Documento produzido pelo Grupo Interinstitucional das Nações Unidas para Estimativa da Mortalidade Infantil (UN IGME) estimou que, em 2024, 7 milhões de crianças e adolescentes morreram no mundo, dessas, 4,9 milhões tinham menos de 5 anos de idade, uma a cada seis segundos, sendo quase metade desse número (2,3 milhões) de recém-nascidos. Este novo relatório da ONU também apontou que o ritmo de diminuição na mortalidade infantil observado desde 1990 tem desacelerado em quase 60%. Além disso, pela primeira vez, as estimativas levaram em consideração as mortes por desnutrição aguda grave (DAG), aflição que foi responsável direta por 5% das mortes de crianças de até 5 anos de idade.
Segundo a ONU, o impacto da desnutrição aguda pode ser ainda maior se considerarmos os efeitos indiretos, pois ela diminuiu a imunidade aumentando o risco de morte por doenças comuns. Pneumonia, diarreia e malária, as três principais causas de morte identificadas, são exacerbadas pela má nutrição das crianças.

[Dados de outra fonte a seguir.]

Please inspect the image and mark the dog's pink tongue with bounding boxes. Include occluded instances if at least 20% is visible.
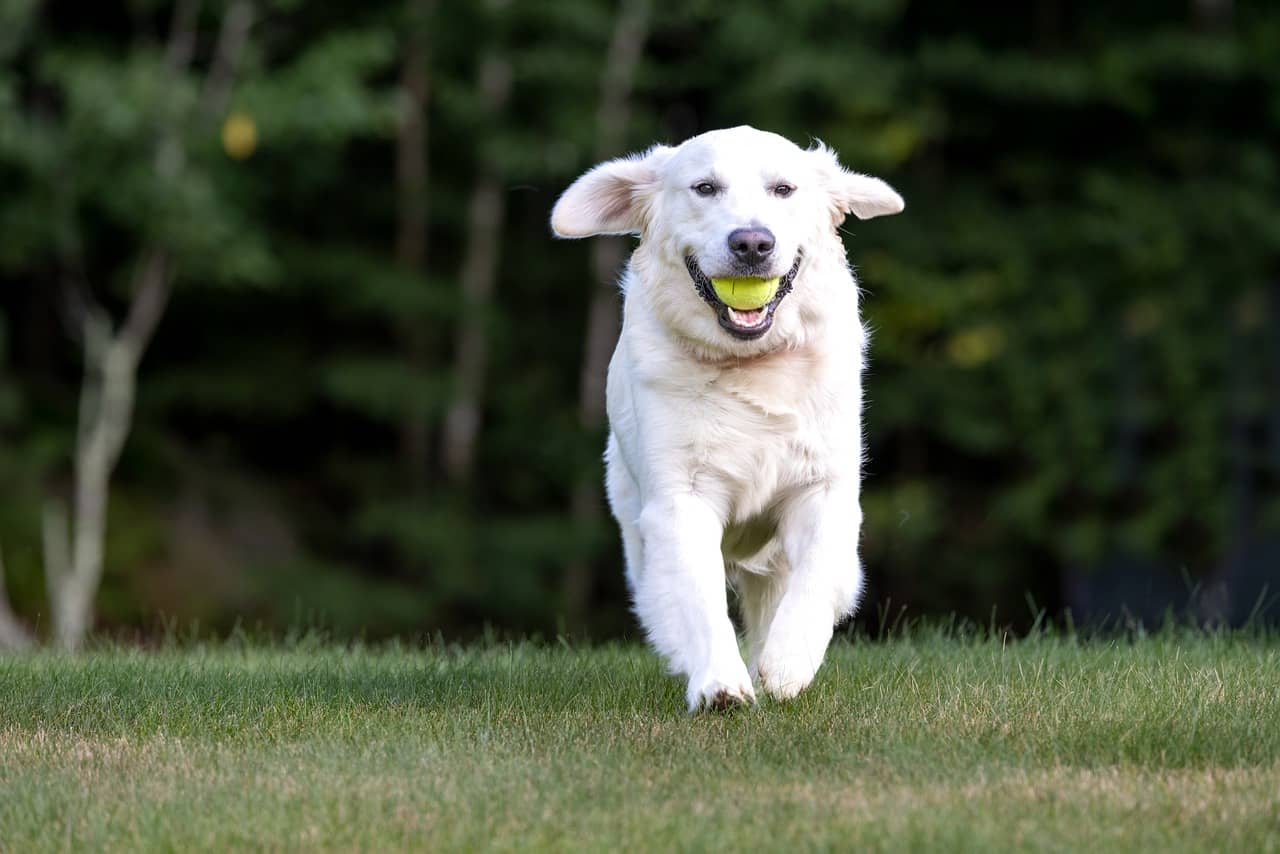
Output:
[728,309,764,326]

“Essas estimativas demonstram que muitas mortes entre crianças menores de cinco anos, por causas como parto prematuro, infecções respiratórias baixas e lesões, são evitáveis com intervenções comprovadamente eficazes em termos de custo. A ciência é clara, investimentos direcionados em atenção primária à saúde, serviços de saúde materno-infantil, imunização de rotina, programas de nutrição e sistemas de dados de qualidade e em tempo hábil podem salvar milhões de vidas.” afirmou Li Liu, PhD, professora associada da Universidade Johns Hopkins Bloomberg e coinvestigadora principal do estudo.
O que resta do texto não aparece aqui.